The two types of errors that can be made in a hypothesis testing are described: type I (false positive) and type II (false negative).
p is one of the most cherished values regarding scientific papers reading. Very often we desperately seek it, especially when the paper we’re reading is long and cumbersome, and we flooded with joy and happiness when we find it in the moment we were a bit lost and on the verge to throw the paper away: thank God! p is significant!. It seems then to us that our effort has been worthwhile… doesn’t it?
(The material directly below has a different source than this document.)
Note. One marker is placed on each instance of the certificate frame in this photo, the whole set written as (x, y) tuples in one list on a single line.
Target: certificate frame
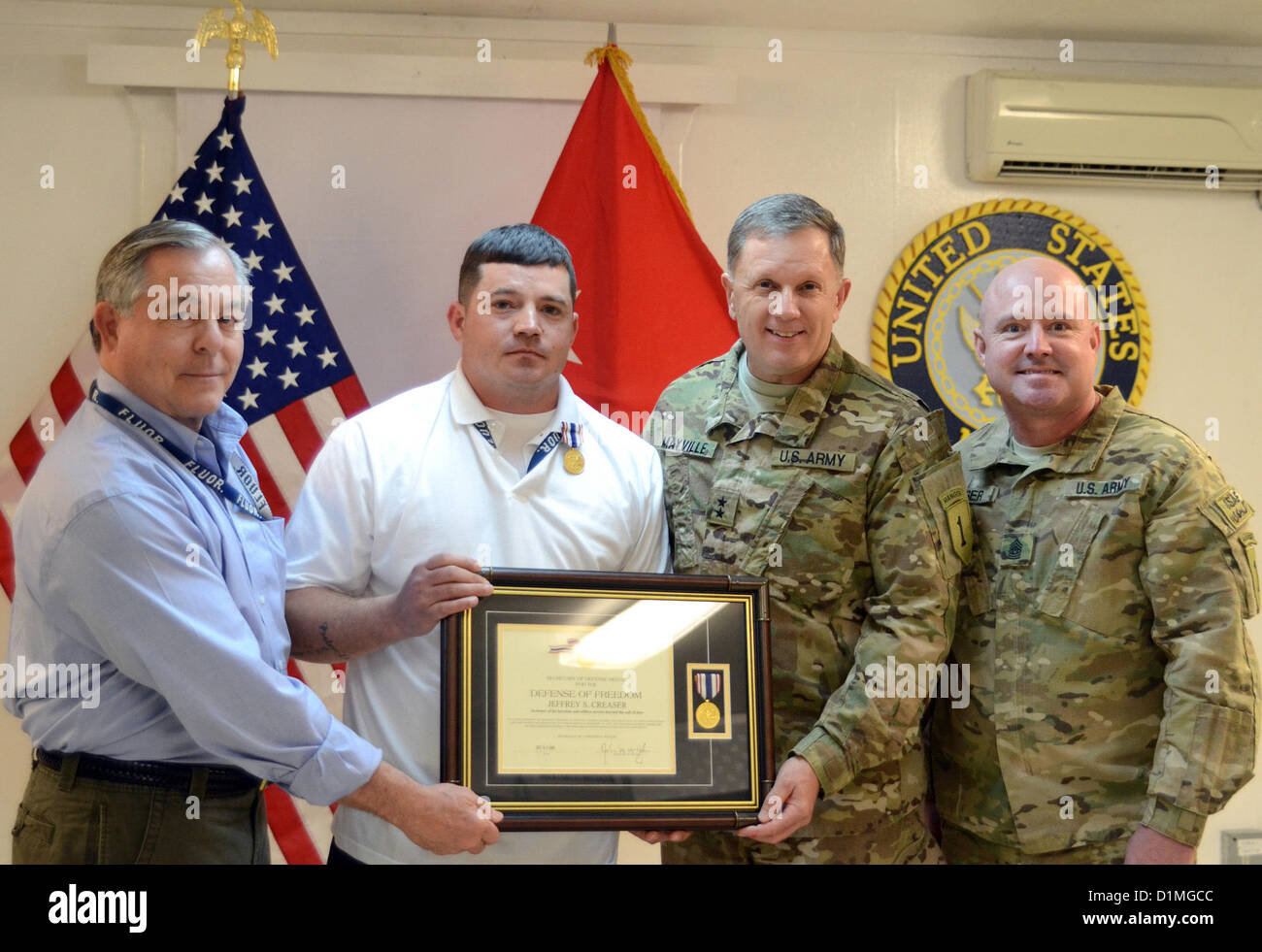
[(546, 716)]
Well, sometimes it has been and other it hasn’t. To know it, we have to understand what the value of p is and what does it mean. Usually, a statistical test analyzes data collected from a sample in order to calculate the probability that a certain hypothesis is fulfilled in the population. Typically there are two mutually exclusive hypotheses: the null hypothesis (do you remember?, the one with the misleading name), which is stated as the lack of association or difference between the two study variables, and the alternative hypothesis that there is indeed a difference or an association between them.
Hypothesis testing
Suppose we want to measure the lipid lowering effects of two drugs in a sample of patients with hypertriglyceridemia. The usual situation is that we get two different average effects in both study groups, but we won’t a priori know whether this difference reflects the true population’s value (which is approachless) or is due to chance (with two different samples we would surely obtain different values). The steps we have to follow are:
- To state the null hypothesis (H0): there’s no difference in the lipid lowering effects between the two groups. The alternative hypothesis would be the opposite: the effect is actually different in the two groups.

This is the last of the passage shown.